Compromise and Aftermath: Although beit din reasons that pl could nullify the sale and adjust the amount to be returned, the sides made a compromise in which pl would return the car, and beit din worked with them on figuring out how much def would pay, by working on price lists. As this was happening, pl continued to use the car (no instructions had been given on that point), and the engine was ruined from cumulative overuse. Def is no longer willing to take the car back at any price.


Ruling: Majority opinion: Since the car was to be returned, pl had no right to continue using it. Although continued use of a sales item after a blemish is discovered usually precludes nullifying the sale due to mechila (Rambam, Mechira 15:3), that does not apply here after pl went to the trouble of suing to return it (see Shulchan Aruch, Choshen Mishpat 232:4).

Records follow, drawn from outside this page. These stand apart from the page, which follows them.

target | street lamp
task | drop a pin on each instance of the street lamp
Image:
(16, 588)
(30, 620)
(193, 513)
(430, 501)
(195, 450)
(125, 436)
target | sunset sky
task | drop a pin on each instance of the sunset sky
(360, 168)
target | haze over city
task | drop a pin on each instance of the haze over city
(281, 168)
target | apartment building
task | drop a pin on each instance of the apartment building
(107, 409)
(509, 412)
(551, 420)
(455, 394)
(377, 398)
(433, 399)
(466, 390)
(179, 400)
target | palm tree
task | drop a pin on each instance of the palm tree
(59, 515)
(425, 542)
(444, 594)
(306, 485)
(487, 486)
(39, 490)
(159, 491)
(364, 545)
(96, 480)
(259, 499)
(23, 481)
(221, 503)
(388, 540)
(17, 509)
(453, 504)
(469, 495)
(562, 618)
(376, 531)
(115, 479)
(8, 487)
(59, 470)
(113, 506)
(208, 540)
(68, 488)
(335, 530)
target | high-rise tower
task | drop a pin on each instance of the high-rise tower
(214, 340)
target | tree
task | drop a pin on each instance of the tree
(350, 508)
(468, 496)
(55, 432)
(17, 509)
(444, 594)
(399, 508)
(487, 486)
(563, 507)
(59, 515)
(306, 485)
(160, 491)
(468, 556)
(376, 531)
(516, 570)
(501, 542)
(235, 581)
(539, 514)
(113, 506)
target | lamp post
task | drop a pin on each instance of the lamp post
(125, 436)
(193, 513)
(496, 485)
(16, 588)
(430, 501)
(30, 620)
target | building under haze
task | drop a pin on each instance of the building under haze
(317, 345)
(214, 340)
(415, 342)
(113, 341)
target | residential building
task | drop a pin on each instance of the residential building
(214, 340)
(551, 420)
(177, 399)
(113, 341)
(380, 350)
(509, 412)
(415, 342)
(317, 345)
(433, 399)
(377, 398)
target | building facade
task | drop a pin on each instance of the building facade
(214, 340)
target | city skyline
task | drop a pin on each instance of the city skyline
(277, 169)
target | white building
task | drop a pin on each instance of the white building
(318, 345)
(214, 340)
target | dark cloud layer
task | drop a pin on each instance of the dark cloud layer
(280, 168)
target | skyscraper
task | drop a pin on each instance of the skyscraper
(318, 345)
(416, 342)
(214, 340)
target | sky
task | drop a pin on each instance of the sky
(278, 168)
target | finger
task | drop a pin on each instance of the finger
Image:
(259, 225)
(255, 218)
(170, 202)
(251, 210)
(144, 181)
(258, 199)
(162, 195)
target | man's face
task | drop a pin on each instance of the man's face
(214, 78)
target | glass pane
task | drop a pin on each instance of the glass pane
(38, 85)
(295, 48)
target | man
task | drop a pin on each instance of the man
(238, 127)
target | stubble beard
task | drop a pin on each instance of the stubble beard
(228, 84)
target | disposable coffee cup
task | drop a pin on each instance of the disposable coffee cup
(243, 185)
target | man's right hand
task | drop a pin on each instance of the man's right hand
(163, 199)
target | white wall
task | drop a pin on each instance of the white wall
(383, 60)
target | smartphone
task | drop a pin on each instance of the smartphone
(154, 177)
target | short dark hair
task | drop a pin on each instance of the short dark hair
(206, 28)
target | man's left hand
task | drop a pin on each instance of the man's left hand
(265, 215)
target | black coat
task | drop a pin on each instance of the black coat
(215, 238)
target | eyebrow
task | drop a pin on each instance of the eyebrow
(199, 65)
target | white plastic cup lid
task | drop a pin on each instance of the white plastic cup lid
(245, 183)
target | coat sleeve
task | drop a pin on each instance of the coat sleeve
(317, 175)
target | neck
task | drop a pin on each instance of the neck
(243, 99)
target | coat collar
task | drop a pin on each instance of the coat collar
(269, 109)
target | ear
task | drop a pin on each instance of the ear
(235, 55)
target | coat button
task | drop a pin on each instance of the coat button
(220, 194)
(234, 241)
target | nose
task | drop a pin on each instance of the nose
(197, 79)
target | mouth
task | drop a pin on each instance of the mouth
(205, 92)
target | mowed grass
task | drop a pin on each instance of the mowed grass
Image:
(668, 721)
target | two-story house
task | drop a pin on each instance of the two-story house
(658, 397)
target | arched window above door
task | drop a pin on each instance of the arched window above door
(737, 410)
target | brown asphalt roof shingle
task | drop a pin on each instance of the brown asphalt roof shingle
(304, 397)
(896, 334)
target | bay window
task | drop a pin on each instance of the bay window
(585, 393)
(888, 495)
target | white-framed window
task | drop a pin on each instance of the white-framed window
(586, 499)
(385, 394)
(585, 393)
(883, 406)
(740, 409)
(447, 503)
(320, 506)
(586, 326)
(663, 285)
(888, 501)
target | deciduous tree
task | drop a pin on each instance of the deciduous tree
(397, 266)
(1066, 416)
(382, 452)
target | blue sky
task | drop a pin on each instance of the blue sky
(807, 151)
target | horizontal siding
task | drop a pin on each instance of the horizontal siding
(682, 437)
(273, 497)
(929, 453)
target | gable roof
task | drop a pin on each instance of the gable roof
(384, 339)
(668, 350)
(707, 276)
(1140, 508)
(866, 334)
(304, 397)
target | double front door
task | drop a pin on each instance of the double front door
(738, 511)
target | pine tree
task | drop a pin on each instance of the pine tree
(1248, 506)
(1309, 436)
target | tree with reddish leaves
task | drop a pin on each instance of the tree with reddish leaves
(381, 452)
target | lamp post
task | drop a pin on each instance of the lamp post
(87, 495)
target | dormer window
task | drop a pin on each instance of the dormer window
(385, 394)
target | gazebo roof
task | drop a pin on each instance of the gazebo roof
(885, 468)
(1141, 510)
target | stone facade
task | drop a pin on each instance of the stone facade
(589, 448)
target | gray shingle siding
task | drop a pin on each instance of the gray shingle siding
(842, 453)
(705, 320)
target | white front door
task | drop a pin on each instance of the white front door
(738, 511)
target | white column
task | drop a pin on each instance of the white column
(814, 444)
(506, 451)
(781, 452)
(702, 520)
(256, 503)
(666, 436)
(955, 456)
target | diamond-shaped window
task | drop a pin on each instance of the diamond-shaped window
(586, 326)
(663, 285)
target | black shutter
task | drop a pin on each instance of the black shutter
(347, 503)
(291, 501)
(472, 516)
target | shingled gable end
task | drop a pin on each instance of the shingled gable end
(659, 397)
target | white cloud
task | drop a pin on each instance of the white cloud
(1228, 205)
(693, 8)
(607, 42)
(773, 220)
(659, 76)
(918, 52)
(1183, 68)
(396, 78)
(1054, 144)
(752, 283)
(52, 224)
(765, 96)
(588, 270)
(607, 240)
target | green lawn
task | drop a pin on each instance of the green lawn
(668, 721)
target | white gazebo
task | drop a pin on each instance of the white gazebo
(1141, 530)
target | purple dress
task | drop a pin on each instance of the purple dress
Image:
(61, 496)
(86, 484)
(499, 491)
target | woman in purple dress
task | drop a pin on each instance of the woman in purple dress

Although one who borrows something without permission is like a thief, who has to pay for the stolen object if he is unable to return it intact, for whatever reason, there is a machloket whether that is the case when he did not realize he did not have permission to do so (as believed to be the case here). Even so, a borrower has to pay for all damages to the object even if it was not at all his fault unless the object "died as of a result of proper use" (meita machamat melacha = mmm). Although our case is mmm, the exemption does not apply here based on mmm’s logic. One explanation of mmm is that it is considered that the borrower was deceived by receiving an object that cannot safely do what it was borrowed for (Ramban). Another is that the lender relinquishes rights to payment when the borrower uses it (Rambam). Neither of those explanations applies to pl who did not even have permission to use it, and therefore he has the full obligation of a borrower for any damage. Therefore, the true value of the car at the time it was improperly borrowed should be reduced from the amount def was supposed to pay pl.

The minority opinion views pl as borrowing with permission, considering that he had bought the car and used it, and def did not ask him to stop. Therefore, he is exempt either due to mmm or because until it is returned, he is still considered the owner of the car.